And that’s before you get to their lack of real heroes. My grandfather’s generation would have had the veterans of World War I to talk to them about valor and perseverance and honesty and integrity and giving up your life for other people even at the cost of great personal pain. My father’s generation would have had that with the World War II veterans. I had that to some extent since my dad was a Vietnam veteran and some of my other uncles had served in the military.
On top of all of that I had Colonel Hannibal Smith (The A-Team) and Michael Knight (Knight Rider) and Jesse Mach (Street Hawk) and Stringfellow Hawke (Airwolf), not to mention Superman (“Truth, Justice, and the American Way”)and Spider-Man (“With great power comes great responsibility.”)
I’d like to say I had Justin Martyr and Augustine and King Alfred and so on, great heroes of the Faith, but I didn’t, since the Christianity I was raised with was anti- historical and anti-intellectual. (But that too is another long story, and I’m trying to write a different chapter of that by making sure my own kids have all of those Faith heroes as their own models.)
Today’s young people have almost nothing but anti-heroes, or else “heroes” who are essentially exactly like them: self-absorbed, overly-emotional, and completely unable to distinguish between their own personal desires and what is true, good, and beautiful.
In the first generation of the Marvel movies, they at least had a pretty decent portrayal of Spider-Man and a pretty decent portrayal of Captain America. But as those movies have devolved along with everything else, now they have Doctor Strange navigating an absolutely chaotic and meaningless multiverse and explicitly deciding in one of the most recent movies that evil is simply too physically and metaphysically powerful to be beaten by good, so the only way to beat it is to become evil oneself by using evil means. Even when it’s not like that, evil is more often beaten not by superior character but by superior firepower.

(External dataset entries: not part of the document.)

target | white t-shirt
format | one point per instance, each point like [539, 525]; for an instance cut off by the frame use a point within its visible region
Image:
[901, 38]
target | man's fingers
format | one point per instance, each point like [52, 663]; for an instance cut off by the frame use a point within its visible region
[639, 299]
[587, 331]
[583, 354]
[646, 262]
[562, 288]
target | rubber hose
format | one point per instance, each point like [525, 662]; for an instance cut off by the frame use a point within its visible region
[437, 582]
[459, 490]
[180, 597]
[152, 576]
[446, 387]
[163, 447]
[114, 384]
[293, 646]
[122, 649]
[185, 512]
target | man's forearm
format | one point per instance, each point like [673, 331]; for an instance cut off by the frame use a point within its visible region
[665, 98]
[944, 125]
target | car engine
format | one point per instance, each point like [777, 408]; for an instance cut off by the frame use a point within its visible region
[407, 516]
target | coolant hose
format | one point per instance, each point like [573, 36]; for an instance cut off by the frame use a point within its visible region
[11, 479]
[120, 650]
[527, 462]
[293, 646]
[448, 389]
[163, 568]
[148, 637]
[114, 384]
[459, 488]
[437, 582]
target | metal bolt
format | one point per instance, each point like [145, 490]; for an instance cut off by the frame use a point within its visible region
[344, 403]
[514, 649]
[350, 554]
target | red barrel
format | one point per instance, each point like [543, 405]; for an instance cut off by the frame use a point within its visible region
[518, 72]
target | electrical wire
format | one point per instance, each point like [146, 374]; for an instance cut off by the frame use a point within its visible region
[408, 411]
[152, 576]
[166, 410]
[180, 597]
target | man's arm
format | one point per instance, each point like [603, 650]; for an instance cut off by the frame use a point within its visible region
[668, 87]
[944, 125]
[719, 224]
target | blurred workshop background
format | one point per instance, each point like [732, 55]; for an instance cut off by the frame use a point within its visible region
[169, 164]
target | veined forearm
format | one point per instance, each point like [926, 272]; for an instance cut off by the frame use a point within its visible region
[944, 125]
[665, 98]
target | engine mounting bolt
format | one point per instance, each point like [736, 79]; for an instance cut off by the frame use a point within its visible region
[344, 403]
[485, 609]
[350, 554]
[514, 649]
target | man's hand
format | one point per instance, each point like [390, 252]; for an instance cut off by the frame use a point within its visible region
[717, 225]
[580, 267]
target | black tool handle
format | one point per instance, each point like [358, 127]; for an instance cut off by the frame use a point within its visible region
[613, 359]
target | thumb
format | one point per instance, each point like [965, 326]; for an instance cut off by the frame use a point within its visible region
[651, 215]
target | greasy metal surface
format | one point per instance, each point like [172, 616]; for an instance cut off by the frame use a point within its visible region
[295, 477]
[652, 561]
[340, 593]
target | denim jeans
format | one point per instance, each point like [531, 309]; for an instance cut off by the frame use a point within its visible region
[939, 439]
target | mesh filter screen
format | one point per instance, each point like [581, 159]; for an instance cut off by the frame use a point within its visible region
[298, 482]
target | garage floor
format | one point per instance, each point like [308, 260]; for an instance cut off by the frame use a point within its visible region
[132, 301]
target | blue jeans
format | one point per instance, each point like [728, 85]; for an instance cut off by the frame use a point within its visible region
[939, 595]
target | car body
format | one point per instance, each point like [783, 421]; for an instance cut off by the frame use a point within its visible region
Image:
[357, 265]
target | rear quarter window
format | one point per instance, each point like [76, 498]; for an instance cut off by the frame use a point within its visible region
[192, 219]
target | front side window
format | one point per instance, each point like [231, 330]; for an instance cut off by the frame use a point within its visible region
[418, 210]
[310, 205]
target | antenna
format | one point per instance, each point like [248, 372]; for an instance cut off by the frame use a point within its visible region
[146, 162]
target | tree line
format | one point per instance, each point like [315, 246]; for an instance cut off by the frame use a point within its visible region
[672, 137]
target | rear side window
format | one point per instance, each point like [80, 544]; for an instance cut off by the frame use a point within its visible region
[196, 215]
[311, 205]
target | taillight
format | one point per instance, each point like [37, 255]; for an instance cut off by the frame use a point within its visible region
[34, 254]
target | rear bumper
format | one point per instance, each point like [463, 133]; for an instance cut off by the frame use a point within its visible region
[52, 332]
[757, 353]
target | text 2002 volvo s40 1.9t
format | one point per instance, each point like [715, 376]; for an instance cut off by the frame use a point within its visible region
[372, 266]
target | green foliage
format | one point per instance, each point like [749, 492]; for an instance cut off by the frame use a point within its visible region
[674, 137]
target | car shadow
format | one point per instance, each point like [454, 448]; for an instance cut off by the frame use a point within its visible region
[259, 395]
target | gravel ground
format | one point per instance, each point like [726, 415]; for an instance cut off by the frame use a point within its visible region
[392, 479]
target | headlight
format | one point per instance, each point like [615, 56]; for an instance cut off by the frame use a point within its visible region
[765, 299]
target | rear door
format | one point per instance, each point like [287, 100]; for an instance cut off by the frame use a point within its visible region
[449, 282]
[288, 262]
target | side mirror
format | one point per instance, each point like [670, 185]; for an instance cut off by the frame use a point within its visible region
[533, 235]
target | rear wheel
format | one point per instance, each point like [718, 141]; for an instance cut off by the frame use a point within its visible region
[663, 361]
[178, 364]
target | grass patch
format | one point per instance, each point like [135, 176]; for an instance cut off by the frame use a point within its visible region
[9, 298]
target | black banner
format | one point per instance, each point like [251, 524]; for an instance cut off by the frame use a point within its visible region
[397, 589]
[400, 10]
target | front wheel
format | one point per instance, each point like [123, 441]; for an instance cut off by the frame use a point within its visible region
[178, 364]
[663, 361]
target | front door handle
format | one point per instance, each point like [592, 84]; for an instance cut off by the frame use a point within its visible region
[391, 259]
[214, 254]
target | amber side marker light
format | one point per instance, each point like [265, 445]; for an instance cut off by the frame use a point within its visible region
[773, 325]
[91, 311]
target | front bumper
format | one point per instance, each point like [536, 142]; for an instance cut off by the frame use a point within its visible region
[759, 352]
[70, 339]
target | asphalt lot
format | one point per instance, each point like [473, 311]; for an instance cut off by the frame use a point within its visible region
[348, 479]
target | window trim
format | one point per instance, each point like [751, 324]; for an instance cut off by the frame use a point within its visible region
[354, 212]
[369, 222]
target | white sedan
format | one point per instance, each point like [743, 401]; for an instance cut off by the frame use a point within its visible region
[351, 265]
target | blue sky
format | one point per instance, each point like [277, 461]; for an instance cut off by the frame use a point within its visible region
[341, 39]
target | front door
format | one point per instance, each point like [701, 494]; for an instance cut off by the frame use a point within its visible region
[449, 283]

Lacking proper heroes, what today’s youth have is a world that is run only in terms of Power: there are the Haves, and the Have-Nots, and what you want to make sure you are, almost regardless of how you have to make it happen, is one of the Haves. And it all costs, absolutely at all costs, make sure that no one calling himself an adult is ever able to tell you “who you really are” or expect, as if it is really a good thing and not simply his own personal preference backed up by force, a certain code of behavior or a certain code of dress from you.
TV and the Internet did not create this way of thinking, of course. Growing up just does involve some level of divergence from parents and teachers as one becomes a mature and self-directing individual. But because these visually and digitally manipulative technologies have served up to several generations an incessant diet of emotive preference-based and intellectually vacuous “fun” entirely aimed at maximizing individualistic perception and expression, can anyone blame today’s youth for feeling an uncrossable divide between themselves and their elders?
To bring this back around to Carl Truman with whom I started, as he puts it, the world he himself lives in would have been just about incomprehensible to his grandfather. And in much the same way, the world my generation lives in is just about incomprehensible to the current one, and the gap only seems to be widening every day. The crisis of meaning, the crisis of trust between the generations, the crisis of whether there can be any meaningful future involving anything remotely identifiable as “the common good” is a very weighty and currently unresolved set of questions.